Database Internals Deep Dive
You are interviewing for a cloud database engine team (Aurora-like). Answer conceptually and with trade-offs.
Questions
-
Architecture
: How does a cloud-native database architecture (separating compute from distributed storage) differ from a traditional single-node database using local disks? What are the benefits and costs?
-
Replication model
: Compare replication approaches:
-
physical vs logical replication
-
statement-based vs row-based vs log-based
-
synchronous vs asynchronous
-
quorum-based durability in distributed storage
When would you choose each, and what failure modes do they address?
-
WAL / redo log
: What is the role of WAL (write-ahead logging) in durability and crash recovery?

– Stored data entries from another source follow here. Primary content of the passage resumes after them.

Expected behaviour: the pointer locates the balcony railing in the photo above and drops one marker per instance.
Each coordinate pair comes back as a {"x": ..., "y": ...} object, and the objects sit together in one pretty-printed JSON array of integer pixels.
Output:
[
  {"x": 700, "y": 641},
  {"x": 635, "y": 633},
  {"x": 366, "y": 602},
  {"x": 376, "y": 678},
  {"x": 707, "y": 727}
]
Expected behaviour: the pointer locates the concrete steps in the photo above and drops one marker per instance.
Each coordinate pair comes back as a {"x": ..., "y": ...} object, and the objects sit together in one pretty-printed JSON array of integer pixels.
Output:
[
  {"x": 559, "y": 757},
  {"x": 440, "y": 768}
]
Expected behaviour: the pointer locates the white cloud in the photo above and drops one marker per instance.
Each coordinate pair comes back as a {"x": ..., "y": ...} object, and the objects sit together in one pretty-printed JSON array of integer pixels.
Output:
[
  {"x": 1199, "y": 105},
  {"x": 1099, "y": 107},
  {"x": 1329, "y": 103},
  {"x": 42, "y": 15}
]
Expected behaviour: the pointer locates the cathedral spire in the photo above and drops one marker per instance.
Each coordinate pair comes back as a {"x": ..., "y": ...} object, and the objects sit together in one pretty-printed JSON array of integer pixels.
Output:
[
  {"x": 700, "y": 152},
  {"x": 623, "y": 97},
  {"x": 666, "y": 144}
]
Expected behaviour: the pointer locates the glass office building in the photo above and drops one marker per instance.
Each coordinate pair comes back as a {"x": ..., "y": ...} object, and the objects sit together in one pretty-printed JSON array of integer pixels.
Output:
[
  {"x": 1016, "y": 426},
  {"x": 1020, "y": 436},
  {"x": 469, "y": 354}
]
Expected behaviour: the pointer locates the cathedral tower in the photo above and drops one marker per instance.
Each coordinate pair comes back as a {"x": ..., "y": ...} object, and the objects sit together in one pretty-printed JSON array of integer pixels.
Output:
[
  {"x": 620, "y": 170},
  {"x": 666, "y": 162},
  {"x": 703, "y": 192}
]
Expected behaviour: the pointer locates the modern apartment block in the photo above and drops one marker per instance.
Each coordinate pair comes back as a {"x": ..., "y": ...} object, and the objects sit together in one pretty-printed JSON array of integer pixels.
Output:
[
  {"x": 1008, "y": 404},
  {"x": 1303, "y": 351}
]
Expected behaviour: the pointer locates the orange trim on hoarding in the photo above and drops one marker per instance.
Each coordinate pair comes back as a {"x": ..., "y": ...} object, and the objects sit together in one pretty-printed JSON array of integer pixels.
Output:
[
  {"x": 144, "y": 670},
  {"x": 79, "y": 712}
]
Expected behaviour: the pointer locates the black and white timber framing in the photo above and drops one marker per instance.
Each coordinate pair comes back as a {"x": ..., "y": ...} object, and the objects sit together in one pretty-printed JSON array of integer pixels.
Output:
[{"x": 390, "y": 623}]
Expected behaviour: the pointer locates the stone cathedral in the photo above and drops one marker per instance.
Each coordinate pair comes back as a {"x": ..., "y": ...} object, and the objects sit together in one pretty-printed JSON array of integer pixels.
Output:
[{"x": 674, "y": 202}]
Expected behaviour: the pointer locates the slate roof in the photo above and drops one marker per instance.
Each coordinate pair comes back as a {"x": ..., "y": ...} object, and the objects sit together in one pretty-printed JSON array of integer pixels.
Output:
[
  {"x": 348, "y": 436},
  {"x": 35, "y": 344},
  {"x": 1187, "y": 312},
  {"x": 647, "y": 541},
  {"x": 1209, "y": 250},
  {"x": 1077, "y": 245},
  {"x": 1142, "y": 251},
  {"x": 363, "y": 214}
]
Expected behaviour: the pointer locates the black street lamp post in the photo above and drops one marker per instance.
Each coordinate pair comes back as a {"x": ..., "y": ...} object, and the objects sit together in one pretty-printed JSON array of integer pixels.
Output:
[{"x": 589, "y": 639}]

How do redo/undo relate to WAL? What must be forced to durable storage on commit?
-
Crash recovery
: Walk through a typical recovery procedure after a crash (phases, checkpoints, replay). What changes when storage is distributed?
-
MVCC
: Explain MVCC fundamentals:
-
how reads avoid blocking writes
-
snapshot visibility rules (high level)
-
what metadata is stored per row/version
-
High-concurrency writes
: Under heavy write load, how do lock conflicts happen and how can an engine reduce contention (e.g., latches vs locks, optimistic CC, partitioning/hotspot mitigation)?
-
Trade-offs
: Discuss consistency vs latency vs throughput trade-offs in replication and commit paths (e.g., quorum write, 1-RTT vs 2-RTT commit, read-your-writes, failover behavior).